第13話
「酷い! だってプロポーズされたばっかじゃん!」
電話の向こうで
理香子は美紀の幼馴染みで親友だ。大希からのプロポーズを一番に報告したのが理香子だった。
「大希君だけは絶対にないと思ってたのに。めちゃくちゃショックだよ。やっぱ男ってそういう生き物なのかもね。あれだよ美紀……魔が差したってやつ」
理香子もそう言った。
魔が差した。
――やっぱりそれか。
相手が瑠璃子なら納得もいく。しかし、あのバラエティー番組の彼女のようにはなれない。美紀の気持ちはもう既に固まっていた。
理香子には相談する為ではなく、別れの報告をするつもりで電話したのだが、「とにかく、大希君とちゃんと話しなよ」と言われてしまい、とりあえず今日のところは電話を切った。
リビングのチェストに飾ってある大希との写真をぼんやりと眺め、つい数十分前の事を思い返していた。

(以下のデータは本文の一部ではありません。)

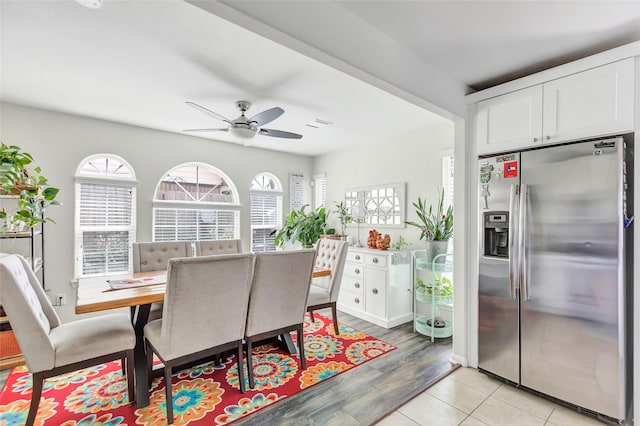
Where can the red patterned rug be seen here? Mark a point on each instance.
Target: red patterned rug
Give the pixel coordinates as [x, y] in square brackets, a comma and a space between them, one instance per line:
[204, 394]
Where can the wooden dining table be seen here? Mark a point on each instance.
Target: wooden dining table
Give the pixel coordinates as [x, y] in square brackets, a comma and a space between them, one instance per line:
[95, 294]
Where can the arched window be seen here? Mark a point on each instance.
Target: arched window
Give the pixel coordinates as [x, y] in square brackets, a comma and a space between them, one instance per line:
[105, 215]
[195, 201]
[266, 211]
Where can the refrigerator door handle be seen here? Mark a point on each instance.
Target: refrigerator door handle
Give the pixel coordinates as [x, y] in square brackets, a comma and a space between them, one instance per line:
[513, 239]
[522, 243]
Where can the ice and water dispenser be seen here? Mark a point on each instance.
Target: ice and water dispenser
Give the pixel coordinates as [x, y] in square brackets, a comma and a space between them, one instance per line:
[496, 234]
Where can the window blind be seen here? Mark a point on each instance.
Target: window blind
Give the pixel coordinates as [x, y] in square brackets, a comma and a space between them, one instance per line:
[447, 179]
[105, 223]
[320, 190]
[266, 214]
[171, 224]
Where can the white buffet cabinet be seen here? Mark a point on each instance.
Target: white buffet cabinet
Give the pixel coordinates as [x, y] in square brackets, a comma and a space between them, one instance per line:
[376, 286]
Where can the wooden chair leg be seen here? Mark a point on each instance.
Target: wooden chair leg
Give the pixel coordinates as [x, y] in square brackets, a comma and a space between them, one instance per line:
[130, 377]
[250, 364]
[133, 315]
[334, 313]
[149, 354]
[240, 365]
[169, 395]
[303, 361]
[38, 381]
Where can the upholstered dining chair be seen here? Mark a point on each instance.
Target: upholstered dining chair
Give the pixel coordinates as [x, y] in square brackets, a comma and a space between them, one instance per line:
[205, 311]
[154, 256]
[323, 292]
[51, 348]
[211, 247]
[278, 298]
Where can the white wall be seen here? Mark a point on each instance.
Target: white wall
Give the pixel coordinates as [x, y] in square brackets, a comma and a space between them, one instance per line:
[59, 142]
[413, 158]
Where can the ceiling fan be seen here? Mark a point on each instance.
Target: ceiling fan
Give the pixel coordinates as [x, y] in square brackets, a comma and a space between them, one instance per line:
[246, 128]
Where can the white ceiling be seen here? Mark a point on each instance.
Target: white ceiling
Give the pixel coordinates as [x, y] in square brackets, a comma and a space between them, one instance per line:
[137, 62]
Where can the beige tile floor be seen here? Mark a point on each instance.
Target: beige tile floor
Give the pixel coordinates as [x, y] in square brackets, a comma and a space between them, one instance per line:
[467, 397]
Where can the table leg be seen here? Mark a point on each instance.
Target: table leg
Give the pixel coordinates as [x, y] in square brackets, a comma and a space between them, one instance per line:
[140, 358]
[287, 342]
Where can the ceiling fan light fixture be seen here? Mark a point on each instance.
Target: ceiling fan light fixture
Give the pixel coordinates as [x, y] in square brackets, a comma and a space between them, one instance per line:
[243, 131]
[91, 4]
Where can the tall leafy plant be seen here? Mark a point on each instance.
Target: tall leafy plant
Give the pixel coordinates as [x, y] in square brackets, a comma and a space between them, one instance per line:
[436, 223]
[28, 184]
[303, 227]
[343, 215]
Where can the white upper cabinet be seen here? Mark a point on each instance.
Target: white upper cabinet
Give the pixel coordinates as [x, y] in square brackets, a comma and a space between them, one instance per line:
[595, 102]
[510, 121]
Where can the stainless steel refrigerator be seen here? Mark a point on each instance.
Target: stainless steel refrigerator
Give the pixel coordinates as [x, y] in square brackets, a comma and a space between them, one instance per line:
[555, 272]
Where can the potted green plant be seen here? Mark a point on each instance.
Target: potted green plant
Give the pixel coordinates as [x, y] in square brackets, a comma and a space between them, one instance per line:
[32, 190]
[436, 226]
[439, 290]
[303, 227]
[343, 216]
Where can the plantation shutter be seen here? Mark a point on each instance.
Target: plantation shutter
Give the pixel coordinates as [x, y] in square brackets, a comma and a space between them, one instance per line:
[320, 190]
[105, 227]
[447, 179]
[266, 211]
[182, 224]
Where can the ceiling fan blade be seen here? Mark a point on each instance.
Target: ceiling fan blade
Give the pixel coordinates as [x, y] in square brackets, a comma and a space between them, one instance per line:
[206, 130]
[208, 112]
[279, 134]
[267, 116]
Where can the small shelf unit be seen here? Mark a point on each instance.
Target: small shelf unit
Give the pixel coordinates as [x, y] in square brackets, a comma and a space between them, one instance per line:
[426, 305]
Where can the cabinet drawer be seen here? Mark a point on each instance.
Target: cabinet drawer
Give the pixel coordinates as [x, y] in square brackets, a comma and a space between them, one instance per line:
[351, 299]
[376, 260]
[376, 298]
[355, 257]
[352, 284]
[353, 269]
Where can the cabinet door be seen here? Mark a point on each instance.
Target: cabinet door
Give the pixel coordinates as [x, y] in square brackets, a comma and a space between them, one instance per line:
[375, 284]
[510, 121]
[592, 103]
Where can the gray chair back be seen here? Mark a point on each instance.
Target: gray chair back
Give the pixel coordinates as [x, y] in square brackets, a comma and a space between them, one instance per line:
[154, 256]
[32, 316]
[212, 247]
[205, 303]
[280, 288]
[331, 255]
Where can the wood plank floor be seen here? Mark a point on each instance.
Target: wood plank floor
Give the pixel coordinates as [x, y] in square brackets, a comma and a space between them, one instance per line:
[367, 393]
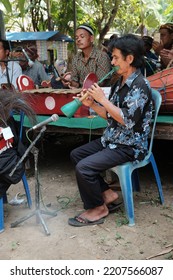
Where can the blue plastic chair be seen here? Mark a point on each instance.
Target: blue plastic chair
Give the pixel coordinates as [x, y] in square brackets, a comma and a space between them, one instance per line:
[25, 184]
[127, 173]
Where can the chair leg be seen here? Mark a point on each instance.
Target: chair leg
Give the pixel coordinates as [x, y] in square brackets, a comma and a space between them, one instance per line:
[27, 191]
[124, 176]
[135, 181]
[1, 215]
[157, 176]
[5, 200]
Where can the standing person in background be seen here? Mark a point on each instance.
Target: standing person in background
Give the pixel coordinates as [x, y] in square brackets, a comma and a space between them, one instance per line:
[89, 59]
[9, 71]
[129, 113]
[151, 60]
[36, 71]
[166, 43]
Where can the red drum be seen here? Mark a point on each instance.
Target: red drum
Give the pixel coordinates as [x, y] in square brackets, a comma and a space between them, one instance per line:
[163, 82]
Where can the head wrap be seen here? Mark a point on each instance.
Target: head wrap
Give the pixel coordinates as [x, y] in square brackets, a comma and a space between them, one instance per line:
[87, 28]
[168, 26]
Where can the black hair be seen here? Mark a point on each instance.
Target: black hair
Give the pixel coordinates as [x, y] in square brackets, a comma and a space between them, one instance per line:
[130, 44]
[87, 27]
[5, 44]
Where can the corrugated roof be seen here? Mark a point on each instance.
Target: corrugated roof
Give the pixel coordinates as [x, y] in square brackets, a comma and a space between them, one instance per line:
[37, 36]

とりわけ穏やかで優しい性格の美紀は、激しい怒りや憎しみの感情を持ち合わせていない。しかし、だからといって、理不尽なことを言われて黙っているような性分でもない。曲がったことは何よりも嫌いだった。
そんな美紀の実直な性格が好きだと、大希は言った。
美紀の脳裏に焼きついて離れないのは、先程の大希の表情だった。美紀が今まで見たことのない、欲望剥き出しな厭らしい雄の顔だ。